En 2021, Henrika Full faisait, dans son film intitulé Seule la joie, le portrait d’ouvrières d’une maison close de Berlin, prétexte à montrer la relation naissante entre deux femmes, prises entre leurs conditions et leurs désirs… de femmes « libres ». Lucie Borleteau s’attaque à un club de strip-tease – 15 ans après A. Ferrara et son Go go tales –, dont le film porte le nom du lieu, titre ambigu parce qu’il est aussi un hommage aux désirs des femmes, à leur liberté et à cette forme d’émancipation recherchée par n’importe quel moyen lorsque étrangement, on ne parvient à la trouver dans le quotidien. Il existe, entre ces deux environnements filmés – et donc entre les deux films à portée politique – une différence majeure, censée s’appliquer : celle d’un cadre plus sécurisé dans lequel travaillent les strip-teaseuses dont le corps n’est pas l’objet direct du commerce, le spectacle seul de la nudité venant marquant les limites. À mon seul désir s’érige donc comme un film des limites, des frontières, qui, bien qu’il s’intéresse aux aspects généraux de la situation des jeunes femmes – car toutes ont ce besoin d’argent –, avec leurs clients, le groupe qu’elle forme et les règles du lieu, vient interroger des limites toutes personnelles, créatrices d’une cohérence entre des désirs et la mise en œuvre de ceux-ci, dans le domaine privé, avec la conscience de ce qui fait du bien, ou du mal, et cela plutôt que d’aller du côté des maltraitances que ce métier implique, aussi. La démonstration joyeuse passera par le récit du cheminement de Manon – qui prendra le pseudo symbolique d’Aurore comme à son début de jour –, une jeune étudiante qui a abandonné ses études en sociologie – elle qui parle aussi le japonais –, harcelée par son directeur de thèse, et obligée de mettre de côté ses travaux intellectuels. Ce récit sera pris en charge à l’ouverture et à la fermeture du film par Elody, la plus décalée et burlesque de toutes les strip-teaseuses, avide de pouvoir, de liberté et d’argent à la fois, au titre du conte (de fées) de ces filles en joie dans lequel Lucie Borleteau nous fait entrer.

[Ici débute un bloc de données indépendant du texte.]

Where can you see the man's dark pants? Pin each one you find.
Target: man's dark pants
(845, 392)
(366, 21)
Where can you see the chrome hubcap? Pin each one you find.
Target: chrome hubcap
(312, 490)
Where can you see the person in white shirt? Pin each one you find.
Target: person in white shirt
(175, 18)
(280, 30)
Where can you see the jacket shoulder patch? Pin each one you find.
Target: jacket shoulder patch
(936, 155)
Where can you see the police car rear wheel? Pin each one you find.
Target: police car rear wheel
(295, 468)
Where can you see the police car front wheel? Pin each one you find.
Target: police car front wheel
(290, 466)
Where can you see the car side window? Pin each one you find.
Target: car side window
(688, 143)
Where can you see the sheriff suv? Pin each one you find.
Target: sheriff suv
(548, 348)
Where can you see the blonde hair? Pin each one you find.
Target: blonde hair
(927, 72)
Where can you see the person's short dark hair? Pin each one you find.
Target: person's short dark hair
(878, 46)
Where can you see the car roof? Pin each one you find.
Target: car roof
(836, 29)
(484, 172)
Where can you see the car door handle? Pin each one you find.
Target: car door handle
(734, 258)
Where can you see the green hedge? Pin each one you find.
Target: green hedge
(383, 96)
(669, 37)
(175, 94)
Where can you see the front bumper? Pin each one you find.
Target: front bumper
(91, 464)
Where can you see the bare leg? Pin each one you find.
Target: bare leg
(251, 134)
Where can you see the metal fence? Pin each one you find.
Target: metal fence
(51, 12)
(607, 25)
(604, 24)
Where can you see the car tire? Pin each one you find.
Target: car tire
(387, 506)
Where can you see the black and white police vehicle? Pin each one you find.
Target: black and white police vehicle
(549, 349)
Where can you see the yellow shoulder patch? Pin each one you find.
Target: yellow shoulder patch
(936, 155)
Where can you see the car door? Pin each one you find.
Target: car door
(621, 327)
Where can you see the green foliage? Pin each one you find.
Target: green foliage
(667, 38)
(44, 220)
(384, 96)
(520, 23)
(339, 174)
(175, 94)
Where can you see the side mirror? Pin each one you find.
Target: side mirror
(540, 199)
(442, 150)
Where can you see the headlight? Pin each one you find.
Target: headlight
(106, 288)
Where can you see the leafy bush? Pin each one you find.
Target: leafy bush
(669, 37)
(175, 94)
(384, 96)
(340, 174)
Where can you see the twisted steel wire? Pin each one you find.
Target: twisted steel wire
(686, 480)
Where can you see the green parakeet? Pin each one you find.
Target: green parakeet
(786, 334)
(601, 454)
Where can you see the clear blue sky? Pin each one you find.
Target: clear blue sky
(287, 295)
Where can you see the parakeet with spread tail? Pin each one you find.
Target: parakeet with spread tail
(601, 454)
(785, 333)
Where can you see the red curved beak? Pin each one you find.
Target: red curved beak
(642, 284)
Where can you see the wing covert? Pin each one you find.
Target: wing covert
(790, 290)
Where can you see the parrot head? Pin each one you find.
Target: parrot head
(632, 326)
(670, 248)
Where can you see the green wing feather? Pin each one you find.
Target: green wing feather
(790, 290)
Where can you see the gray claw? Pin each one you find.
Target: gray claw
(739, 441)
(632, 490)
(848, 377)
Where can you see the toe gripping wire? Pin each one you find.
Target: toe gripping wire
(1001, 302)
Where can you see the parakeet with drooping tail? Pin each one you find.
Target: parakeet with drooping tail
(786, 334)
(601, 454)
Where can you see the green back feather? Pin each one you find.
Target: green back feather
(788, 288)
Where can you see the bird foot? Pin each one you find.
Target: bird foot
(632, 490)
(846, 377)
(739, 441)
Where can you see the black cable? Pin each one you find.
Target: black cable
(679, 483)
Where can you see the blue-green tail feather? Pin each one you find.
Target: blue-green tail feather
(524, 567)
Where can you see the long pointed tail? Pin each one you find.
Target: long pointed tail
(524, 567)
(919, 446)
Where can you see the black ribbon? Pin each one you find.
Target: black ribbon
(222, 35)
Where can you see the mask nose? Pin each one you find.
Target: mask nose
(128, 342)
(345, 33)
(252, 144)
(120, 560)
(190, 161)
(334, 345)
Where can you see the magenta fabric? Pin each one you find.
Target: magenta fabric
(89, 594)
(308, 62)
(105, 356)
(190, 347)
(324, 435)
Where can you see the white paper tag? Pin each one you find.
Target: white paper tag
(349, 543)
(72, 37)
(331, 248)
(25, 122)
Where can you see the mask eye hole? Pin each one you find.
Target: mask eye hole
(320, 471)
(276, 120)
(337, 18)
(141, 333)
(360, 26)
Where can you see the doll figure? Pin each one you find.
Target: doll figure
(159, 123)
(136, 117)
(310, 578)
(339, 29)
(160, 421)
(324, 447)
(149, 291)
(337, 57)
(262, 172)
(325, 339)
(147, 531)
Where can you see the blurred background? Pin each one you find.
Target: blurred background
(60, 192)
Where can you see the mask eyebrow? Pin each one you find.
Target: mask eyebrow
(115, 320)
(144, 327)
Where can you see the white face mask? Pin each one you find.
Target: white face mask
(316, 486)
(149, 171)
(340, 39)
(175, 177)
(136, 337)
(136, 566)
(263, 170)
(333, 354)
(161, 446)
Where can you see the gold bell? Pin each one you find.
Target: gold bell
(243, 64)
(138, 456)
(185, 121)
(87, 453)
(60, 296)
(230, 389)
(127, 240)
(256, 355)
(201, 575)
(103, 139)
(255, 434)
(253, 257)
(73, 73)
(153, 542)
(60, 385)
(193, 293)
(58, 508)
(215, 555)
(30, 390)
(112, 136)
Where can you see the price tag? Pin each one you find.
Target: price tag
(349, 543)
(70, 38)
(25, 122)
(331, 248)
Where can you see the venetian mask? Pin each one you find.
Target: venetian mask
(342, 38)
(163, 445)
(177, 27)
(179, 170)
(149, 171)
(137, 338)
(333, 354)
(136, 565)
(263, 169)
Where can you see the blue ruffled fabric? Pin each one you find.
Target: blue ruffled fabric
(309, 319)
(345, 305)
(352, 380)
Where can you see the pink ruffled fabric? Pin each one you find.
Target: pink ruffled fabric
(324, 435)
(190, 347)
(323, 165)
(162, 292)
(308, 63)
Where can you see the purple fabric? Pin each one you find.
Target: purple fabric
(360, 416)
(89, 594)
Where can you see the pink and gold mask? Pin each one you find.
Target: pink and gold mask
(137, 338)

Manon vit en colocation avec deux collègues, et elle est la fille libre qui détonne, capable de séduire ou coucher avec n’importe lequel, ce que l’on apprend lors d’une scène d’ouverture durant laquelle ils déblatèrent contre ses mœurs. Aurore a besoin d’argent, malgré le modique loyer demandé par la grand-mère de l’hôte avec qui elle vit, et, passant devant le club – après s’être regardé dans une devanture miroir, l’apparente candide décide de passer la porte, appelée elle-même par « ce » désir. Focale est faite sur elle, qui sera l’héroïne du film, qui ne se retrouvera qu’avec des hommes en sous-sol, ceux qui assistent au spectacle érotisé de ses futures copines, pendant que commence à émerger dans sa tête l’idée, le désir, et la conscience de sa capacité à effectuer ce travail, elle aussi. C’est ainsi qu’on assiste, assez rapidement, à l’émancipation morale comme physique d’Aurore à qui il plaît de se dandiner comme de se déshabiller devant des curieux ou frustrés, des paumés ou des étrangers, des frustrés et des tarés – ce sont principalement des hommes même si l’entrée dans d’autres clubs laissera voir que des couples s’y rendent –, même pour dix euros de l’heure ! C’est ainsi qu’on vit auprès d’elle et de la bande des strip-teaseuses – petit clin d’œil au film de M. Amalric, Tournée – sauf que le petit théâtre érotique a son unité de lieu, d’action et de temps, et loin de la tragédie attendue, est synonyme de joie jusqu’à l’ivresse – de tous les sens – tant pour les clients que pour les jeunes femmes, effet cathartique partagé avec les spectateurs que l’on amène à poser un regard bienveillant et jamais moral ou moralisateur sur ce à quoi il assiste. Film des frontières donc que Lucie Borleteau autorise à dépasser, histoire de déplacer les limites imposées par une société patriarcale en déplaçant les regards. Pour accompagner le spectacle, ce seront les chansons de Rebeka Warrior ou les musiques de Pierre Desprats, de la pop électro aussi dansante et colorée que l’environnement glamour du club – décors et tenues aguicheurs assurés.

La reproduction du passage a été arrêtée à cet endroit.